Como relator, Mendonça será responsável por conduzir o andamento do processo, incluindo a definição da pauta para julgamento e a apresentação do primeiro voto. O ministro ainda não se pronunciou sobre o caso.
A queixa-crime, protocolada na segunda-feira (6), é a segunda ação penal privada movida por Bolsonaro contra Janones no STF. Os advogados do ex-presidente acusam o parlamentar de calúnia e difamação com base em declarações feitas em vídeos divulgados entre 25 e 28 de março.

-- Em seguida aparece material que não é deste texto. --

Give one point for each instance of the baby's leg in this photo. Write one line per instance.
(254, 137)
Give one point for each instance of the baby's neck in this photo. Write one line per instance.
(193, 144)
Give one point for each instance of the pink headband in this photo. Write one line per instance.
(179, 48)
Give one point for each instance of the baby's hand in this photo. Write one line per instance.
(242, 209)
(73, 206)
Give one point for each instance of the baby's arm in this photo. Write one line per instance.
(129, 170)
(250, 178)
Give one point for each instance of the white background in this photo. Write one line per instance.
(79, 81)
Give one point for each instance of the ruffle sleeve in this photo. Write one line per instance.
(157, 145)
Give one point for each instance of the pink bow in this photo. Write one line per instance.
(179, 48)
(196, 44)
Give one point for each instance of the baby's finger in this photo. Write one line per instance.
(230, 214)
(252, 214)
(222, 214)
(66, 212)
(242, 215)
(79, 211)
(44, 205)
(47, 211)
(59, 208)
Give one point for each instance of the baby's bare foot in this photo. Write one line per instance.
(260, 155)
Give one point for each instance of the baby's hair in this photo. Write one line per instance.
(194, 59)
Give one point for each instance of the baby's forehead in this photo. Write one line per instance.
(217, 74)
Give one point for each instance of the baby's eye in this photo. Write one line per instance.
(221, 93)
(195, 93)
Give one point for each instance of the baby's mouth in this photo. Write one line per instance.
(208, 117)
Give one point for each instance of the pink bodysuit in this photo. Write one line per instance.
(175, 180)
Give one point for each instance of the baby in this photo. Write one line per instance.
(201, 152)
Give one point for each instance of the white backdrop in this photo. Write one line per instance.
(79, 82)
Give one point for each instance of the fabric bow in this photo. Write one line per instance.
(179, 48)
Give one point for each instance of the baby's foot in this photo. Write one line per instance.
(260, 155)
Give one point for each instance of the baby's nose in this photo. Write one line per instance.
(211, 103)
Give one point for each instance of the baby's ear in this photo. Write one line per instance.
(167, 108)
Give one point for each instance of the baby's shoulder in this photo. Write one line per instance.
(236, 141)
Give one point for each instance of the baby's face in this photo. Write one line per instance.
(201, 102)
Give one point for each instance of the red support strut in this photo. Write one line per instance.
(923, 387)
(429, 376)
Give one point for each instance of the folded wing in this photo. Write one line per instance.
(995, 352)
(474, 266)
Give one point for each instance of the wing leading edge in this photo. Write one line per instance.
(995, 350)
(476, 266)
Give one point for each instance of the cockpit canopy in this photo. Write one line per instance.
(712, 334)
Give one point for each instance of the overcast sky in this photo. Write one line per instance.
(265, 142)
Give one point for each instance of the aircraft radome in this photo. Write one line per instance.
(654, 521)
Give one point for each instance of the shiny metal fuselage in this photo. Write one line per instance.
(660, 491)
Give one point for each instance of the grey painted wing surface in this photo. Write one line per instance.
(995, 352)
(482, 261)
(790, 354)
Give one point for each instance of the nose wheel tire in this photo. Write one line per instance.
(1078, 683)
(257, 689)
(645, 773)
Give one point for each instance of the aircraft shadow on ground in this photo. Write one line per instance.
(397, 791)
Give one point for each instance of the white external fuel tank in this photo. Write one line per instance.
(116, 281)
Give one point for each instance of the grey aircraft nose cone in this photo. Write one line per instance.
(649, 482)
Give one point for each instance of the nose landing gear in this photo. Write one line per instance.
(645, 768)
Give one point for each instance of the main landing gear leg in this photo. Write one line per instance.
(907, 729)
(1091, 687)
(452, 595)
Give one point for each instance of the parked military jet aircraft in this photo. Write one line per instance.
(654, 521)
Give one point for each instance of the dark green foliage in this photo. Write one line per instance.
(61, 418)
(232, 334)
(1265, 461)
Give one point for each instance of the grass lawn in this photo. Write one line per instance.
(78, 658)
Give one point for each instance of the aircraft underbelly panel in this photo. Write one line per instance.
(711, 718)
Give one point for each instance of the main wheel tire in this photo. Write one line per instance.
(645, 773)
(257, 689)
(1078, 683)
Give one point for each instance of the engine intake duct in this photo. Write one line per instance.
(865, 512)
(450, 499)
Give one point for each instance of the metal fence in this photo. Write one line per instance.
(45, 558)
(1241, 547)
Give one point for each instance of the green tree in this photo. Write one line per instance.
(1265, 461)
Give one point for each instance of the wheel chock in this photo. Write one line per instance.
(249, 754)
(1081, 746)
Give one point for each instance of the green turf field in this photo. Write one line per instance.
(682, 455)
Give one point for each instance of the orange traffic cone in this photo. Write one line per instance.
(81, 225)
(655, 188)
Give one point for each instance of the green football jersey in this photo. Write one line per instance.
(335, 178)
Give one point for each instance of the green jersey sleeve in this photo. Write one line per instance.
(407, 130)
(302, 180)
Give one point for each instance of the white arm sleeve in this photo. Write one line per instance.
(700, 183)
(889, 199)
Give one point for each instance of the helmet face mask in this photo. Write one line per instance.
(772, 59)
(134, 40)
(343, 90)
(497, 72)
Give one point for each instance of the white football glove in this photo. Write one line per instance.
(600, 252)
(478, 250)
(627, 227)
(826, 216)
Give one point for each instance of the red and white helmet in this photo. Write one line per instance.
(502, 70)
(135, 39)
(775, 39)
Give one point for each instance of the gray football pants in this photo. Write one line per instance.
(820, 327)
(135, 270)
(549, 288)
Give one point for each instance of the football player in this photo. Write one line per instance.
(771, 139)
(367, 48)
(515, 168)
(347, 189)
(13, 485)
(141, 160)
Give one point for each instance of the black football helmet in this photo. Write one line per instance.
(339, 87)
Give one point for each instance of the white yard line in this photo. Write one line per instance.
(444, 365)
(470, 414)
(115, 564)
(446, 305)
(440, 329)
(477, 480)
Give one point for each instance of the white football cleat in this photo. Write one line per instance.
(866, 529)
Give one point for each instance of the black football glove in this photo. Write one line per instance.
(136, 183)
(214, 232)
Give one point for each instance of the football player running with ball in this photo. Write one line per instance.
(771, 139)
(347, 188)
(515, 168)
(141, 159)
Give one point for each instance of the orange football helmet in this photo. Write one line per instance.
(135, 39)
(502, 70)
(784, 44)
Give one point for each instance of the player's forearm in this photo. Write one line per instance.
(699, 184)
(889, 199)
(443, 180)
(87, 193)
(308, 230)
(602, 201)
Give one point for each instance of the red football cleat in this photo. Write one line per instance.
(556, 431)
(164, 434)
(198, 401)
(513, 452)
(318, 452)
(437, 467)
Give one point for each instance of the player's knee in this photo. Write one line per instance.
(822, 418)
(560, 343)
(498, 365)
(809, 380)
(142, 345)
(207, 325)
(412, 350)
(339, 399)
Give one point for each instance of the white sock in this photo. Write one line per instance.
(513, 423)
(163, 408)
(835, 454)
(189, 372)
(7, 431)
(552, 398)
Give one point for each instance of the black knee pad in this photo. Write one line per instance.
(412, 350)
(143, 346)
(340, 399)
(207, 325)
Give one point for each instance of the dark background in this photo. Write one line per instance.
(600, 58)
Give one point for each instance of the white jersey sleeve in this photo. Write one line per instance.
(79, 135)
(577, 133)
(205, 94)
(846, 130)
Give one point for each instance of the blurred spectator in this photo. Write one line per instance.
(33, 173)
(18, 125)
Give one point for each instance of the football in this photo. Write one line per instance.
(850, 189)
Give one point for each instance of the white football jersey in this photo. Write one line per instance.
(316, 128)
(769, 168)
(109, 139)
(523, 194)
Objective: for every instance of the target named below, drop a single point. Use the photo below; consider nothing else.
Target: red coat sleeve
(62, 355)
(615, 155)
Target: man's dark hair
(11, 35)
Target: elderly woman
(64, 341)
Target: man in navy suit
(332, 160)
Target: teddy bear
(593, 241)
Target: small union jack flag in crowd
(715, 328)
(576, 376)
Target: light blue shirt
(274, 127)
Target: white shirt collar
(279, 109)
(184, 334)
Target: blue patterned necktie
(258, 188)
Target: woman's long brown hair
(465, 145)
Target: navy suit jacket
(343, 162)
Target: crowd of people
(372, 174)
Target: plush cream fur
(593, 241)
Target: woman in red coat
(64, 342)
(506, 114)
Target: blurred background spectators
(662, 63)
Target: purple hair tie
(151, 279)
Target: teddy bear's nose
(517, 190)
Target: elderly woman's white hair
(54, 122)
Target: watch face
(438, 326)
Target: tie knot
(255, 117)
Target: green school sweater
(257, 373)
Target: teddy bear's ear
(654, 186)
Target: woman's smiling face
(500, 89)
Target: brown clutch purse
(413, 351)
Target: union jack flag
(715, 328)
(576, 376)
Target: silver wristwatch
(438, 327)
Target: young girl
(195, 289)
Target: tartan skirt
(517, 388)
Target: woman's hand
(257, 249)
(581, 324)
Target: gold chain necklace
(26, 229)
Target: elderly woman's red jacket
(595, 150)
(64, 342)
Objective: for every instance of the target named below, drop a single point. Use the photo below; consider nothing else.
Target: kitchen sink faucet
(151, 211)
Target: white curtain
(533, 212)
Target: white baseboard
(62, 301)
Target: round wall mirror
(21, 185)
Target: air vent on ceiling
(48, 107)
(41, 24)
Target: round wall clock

Nos vídeos, Janones teria chamado Bolsonaro de “vagabundo”, “ladrão” e “safado”, além de atribuir a ele a simulação de problemas de saúde para obter vantagens processuais. O deputado também teria acusado Bolsonaro de ordenar atentados contra o presidente Luiz Inácio Lula da Silva e o vice-presidente Geraldo Alckmin, e de articular com o governo dos Estados Unidos.
A defesa de Bolsonaro argumenta que as declarações de Janones ultrapassam o limite da liberdade de expressão e configuram crimes contra a honra. A petição destaca o desequilíbrio entre as partes, uma vez que Bolsonaro está proibido de usar redes sociais por medida cautelar e não pode responder publicamente a declarações que alcançam milhões de pessoas. A ação pede a condenação de Janones, com aumento de pena pelo uso de plataformas digitais, e indenização por danos morais.
Mendonça, que foi indicado ao STF por Bolsonaro e atuou como seu ministro da Justiça e advogado-geral da União, já havia votado pela rejeição da primeira queixa-crime de Bolsonaro contra Janones em junho de 2024. Na ocasião, ele considerou que as declarações do deputado estavam protegidas pela imunidade parlamentar.
A maioria do plenário do STF, no entanto, seguiu o voto da relatora Cármen Lúcia e tornou o deputado réu por injúria, rejeitando a acusação de calúnia. Essa ação anterior foi movida em 2023, após Janones chamar Bolsonaro de “ladrãozinho de joias” e “bandido fujão”.